Neil Gaiman has the Midas touch when it comes to anything in the publishing industry, graphic novels in particular. Of course he’s earned that through hard work and awesome writing. But even Midas had his early years.
I really respect Gaiman’s work, though I wouldn’t count myself among his most ardent fans (perhaps because I haven’t read every word he’s written) and I wouldn’t consider myself a fan of the music of Alice Cooper by any means (though who can’t sing the refrain to “School’s Out”?). Yet I can see where the two might go hand in hand.
The partnership appears to have been instigated by Alice Cooper, and Gaiman, early in his career (this is a 20th Anniversary Edition), was accommodating. The sense of Gaiman’s story-telling is obvious. The magic. The sense of a reality beyond what the average person sees is very much in evidence. The use of a child, or young teen, is very much in evidence. As is the swirling dark, magical world that would appeal to fans of Gaiman and Cooper both.
What there isn’t, is much of a story. This is 100 pages of figurative trick-or-treating. A Showman (Cooper) trying to trick a youngster (though there really is no reason for it), who turns the tables, but is never the victor. Does this make sense? It doesn’t need to. It’s really all about Alice Cooper appearing in a comic book/graphic novel and Neil Gaiman getting to play in his fantastic world. For these two things, this book works. For a good, strong story? not so much.
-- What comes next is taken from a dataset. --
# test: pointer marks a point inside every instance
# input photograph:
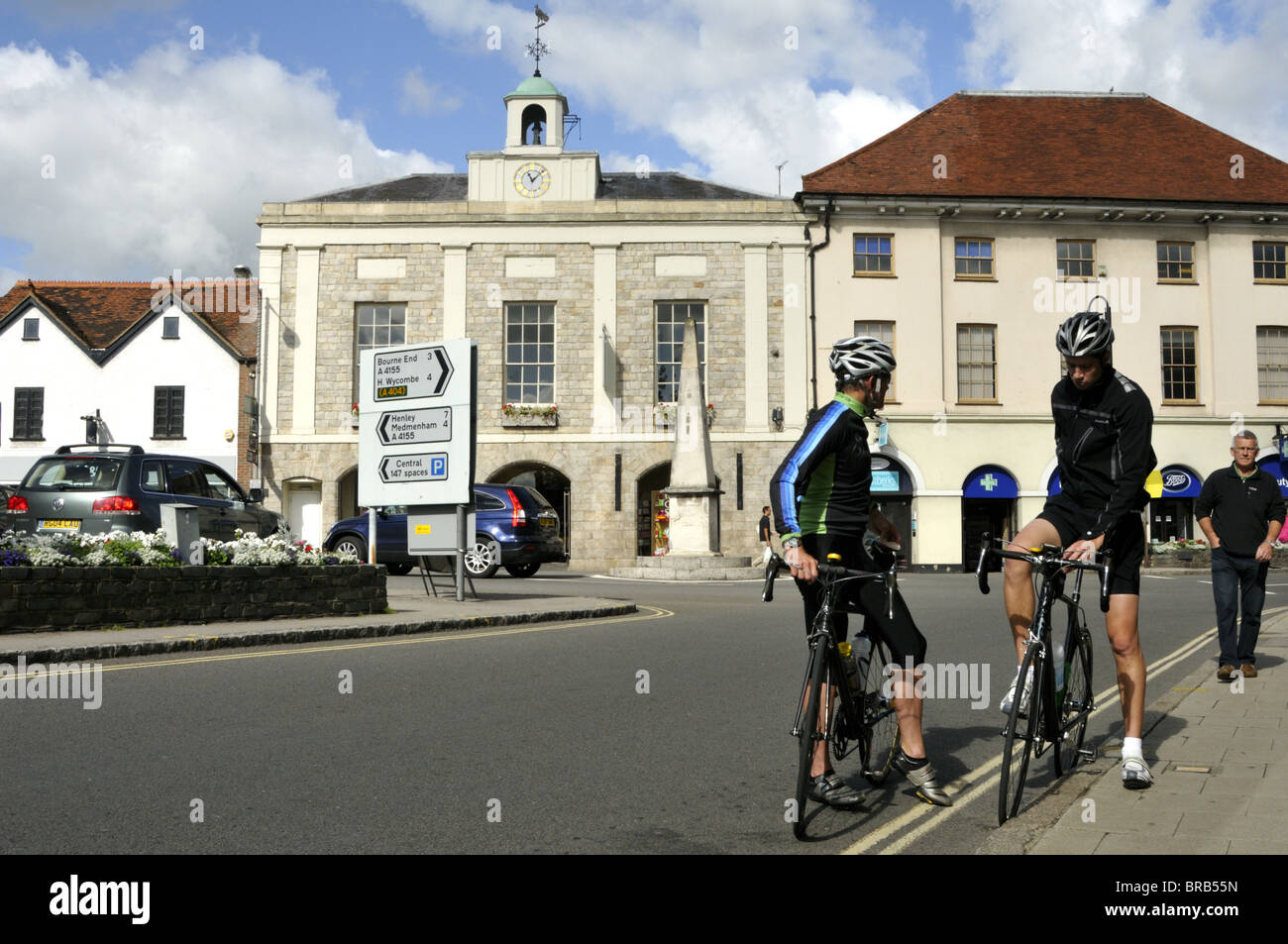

The art is broodingly dark and appropriate though not always clear. The youths are not drawn as sharp and as consistently as the rest of the characters or scenery. But the opening panels of autumn leaves and the crow are outstanding and really prepared me for an awesome work.
I would like to have liked this a little more. It’s certainly interesting from a Neil Gaiman retrospective standpoint, but not so much as a current work. This reissued, deluxe edition includes a copy of Gaiman’s ‘original outline’ for the story, and about 40 pages of script for the book. Interesting, but every other graphic novel is doing this and it no longer seems like much of a bonus but an expected part of the experience.
Looking for a good book? Neil Gaiman fans and Alice Cooper fans might really enjoy the chance to read this book, The Last Temptation, but it’s not a particularly strong story on its own.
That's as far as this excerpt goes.